The oldest and longest-serving justice on the U.S. Supreme Court, John Paul Stevens, is considered its most liberal member. In 1980, he was the institution’s middle-of-the-roader, squarely in the ideological center of the nine justices. In the intervening decades, “Stevens hasn’t much changed,” writes Cass R. Sunstein, a law professor at the University of Chicago. What has changed is the left wing of the court. It has vanished.
Justices Antonin Scalia and Clarence Thomas are the visionaries of today, Sunstein says. Justices William Brennan and Thurgood Marshall once looked ahead and believed that the Constitution banned the death penalty in all circumstances and created a right to education, as well as abortion. Today, Scalia and Thomas envision a nation where affirmative action laws have been wiped off the books, campaign finance restrictions have been lifted, and abortions are rare.
Justice Anthony Kennedy, nominated to the Court by President Ronald Reagan, now casts the “swing” vote in decisions that split left from right.
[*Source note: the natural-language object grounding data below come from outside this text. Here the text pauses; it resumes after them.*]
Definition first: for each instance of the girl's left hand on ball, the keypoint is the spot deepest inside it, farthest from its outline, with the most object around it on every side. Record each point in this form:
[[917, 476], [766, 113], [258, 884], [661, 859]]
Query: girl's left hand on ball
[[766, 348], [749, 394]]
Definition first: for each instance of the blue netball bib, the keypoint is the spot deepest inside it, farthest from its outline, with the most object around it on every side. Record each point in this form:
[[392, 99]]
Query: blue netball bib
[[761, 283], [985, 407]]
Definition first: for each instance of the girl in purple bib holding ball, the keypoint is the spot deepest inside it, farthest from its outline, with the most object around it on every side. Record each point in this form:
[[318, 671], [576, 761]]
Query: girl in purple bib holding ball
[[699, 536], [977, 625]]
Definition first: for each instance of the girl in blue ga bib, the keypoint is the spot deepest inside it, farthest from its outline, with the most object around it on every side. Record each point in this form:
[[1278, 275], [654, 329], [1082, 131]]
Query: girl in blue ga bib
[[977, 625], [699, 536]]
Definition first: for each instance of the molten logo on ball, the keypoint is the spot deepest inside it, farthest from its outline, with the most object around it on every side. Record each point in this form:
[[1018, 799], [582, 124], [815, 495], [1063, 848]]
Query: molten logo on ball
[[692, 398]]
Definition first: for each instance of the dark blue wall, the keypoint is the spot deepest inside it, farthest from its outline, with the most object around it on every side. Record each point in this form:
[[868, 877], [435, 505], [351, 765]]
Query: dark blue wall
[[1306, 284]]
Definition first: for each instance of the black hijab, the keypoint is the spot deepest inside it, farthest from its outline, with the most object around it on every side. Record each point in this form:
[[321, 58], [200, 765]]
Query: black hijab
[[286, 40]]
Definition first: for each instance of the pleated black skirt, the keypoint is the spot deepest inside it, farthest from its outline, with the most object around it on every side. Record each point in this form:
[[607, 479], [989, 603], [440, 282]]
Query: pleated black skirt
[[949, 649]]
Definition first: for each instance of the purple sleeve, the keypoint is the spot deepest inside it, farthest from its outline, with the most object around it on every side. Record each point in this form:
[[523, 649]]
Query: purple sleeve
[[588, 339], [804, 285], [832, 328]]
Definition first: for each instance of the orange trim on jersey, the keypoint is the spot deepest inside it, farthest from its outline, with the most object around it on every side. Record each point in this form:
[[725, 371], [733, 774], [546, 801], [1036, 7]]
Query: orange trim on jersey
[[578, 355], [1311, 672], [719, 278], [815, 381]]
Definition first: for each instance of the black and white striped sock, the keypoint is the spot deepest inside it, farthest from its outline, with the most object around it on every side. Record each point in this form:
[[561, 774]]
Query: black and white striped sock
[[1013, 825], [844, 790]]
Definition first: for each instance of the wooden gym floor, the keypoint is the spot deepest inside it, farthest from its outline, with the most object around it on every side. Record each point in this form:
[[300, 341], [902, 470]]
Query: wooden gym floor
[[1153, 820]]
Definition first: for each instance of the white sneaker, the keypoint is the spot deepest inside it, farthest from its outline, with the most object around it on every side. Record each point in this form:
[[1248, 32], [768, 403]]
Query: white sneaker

Considering Kennedy to be the moderate, rather than Stevens, has important consequences both for constitutional law and public debate. “People’s sense of constitutional possibilities, and of what counts as sensible or, instead, extreme and unthinkable, shifts dramatically,” according to Sunstein.
Marshall’s and Brennan’s “clear, bold” writings against restricting the ability of citizens to bring suit in federal courts, or in favor of restrictions on campaign contributions, “pressed the Court toward moderation on those subjects.” These liberals, in their “bold” writings on controversial legal issues, were not necessarily correct, Sunstein writes. The Supreme Court is at its best when it proceeds cautiously and incrementally, with respect for the elected branches of government. “Marshall and Brennan, no less than Scalia and Thomas, tried to use the Constitution to impose a contestable political vision on the nation.”
The preferable route is to work within established categories and to move only with great reluctance to strike down acts of elected officials, above all congressional legislation. From 1984 to 2000, the Court overruled a surprisingly large number of precedents, more than 40, rejecting the law as it was understood in 1980.
What may be most remarkable about the judicial revolution, in addition to how “stunningly successful” it has been, Sunstein says, is “that most people have not even noticed it.”